In vivo measurement of body composition of chickens using quantitative magnetic resonance

Abstract

Quantitative magnetic resonance (QMR) is a nuclear magnetic resonance-based method for measuring the fat, lean, and water content of the total body of the live animal. The purpose of this study was to evaluate the use of QMR for measuring the body composition of chickens while comparing QMR results to those obtained by dual x-ray absorptiometry (DXA) and chemical analysis (CA). A total of 191 birds were scanned live (nonanesthetized) by QMR, killed, and then scanned by DXA. The birds were Ross 708 broiler chickens and ranged in weight from 786 to 3,130 g. In addition, 48 of the carcasses were chemically analyzed for total body lipid, water, and ash content. Compared with CA, QMR underestimated the percentage of total body fat by 34% whereas DXA overestimated the percentage of fat by 50% (10.35 ± 3.35 by CA vs. 6.73 ± 3.90 by QMR and 15.55 ± 4.01 by DXA; P < 0.05). Both QMR and DXA measurements of percentage total body fat were highly correlated with the CA measurement (R(2) = 0.94 and 0.68, respectively).

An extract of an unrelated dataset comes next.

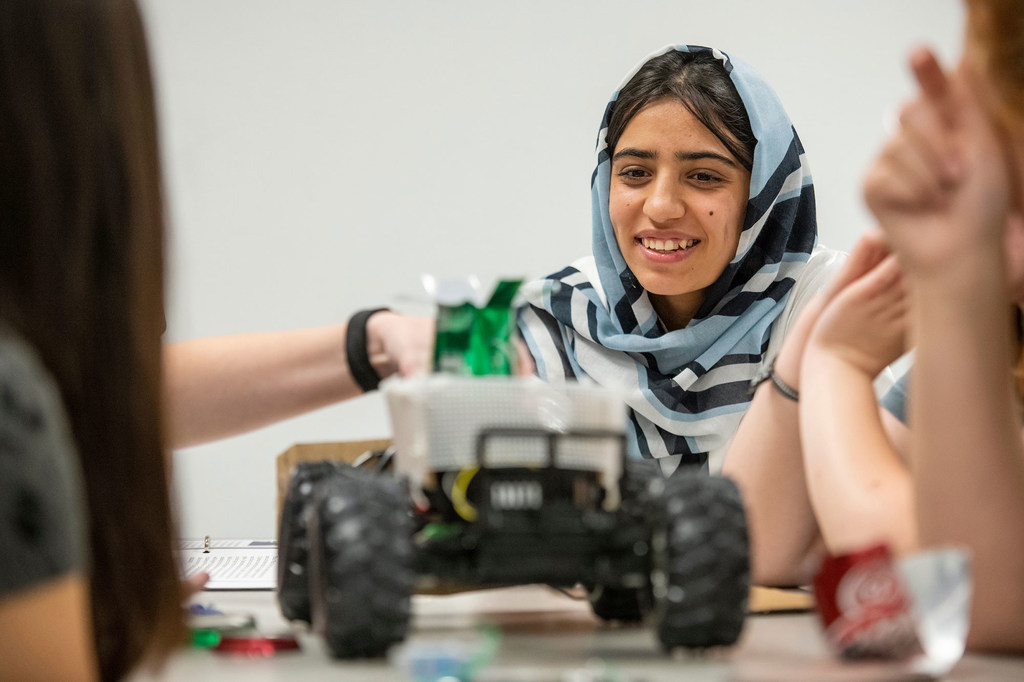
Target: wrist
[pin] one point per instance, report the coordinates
(365, 348)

Both QMR and DXA estimates of total body water were close to the CA measurement (1,166 ± 277 g by CA vs. 1,214 ± 279 g by QMR and 1,217 ± 255 g by DXA; P > 0.05), with R(2) values of 0.90 and 0.91, respectively. Based on regression analysis, when prediction equations were applied to the entire group of birds, the QMR and DXA measurements of total body water and total body lean mass were in good agreement, with no significant difference (1,125 ± 244 g vs. 1,135 ± 246 g and 1,377 ± 311 g vs. 1,403 ± 309 g, respectively; P > 0.05) and highly correlated (R(2) = 0.97 for both). Likewise, the QMR measurement of total body fat agreed closely with that measured by DXA (164 ± 48 g and 167 ± 47 g, respectively) and was highly correlated (R(2) = 0.72). The results of this study demonstrate that with proper calibration, both QMR and DXA can provide accurate measurements of the body composition of chickens. The major advantage of the QMR method is that no anesthesia is required, thus facilitating the ease of measurement and repeated measurements.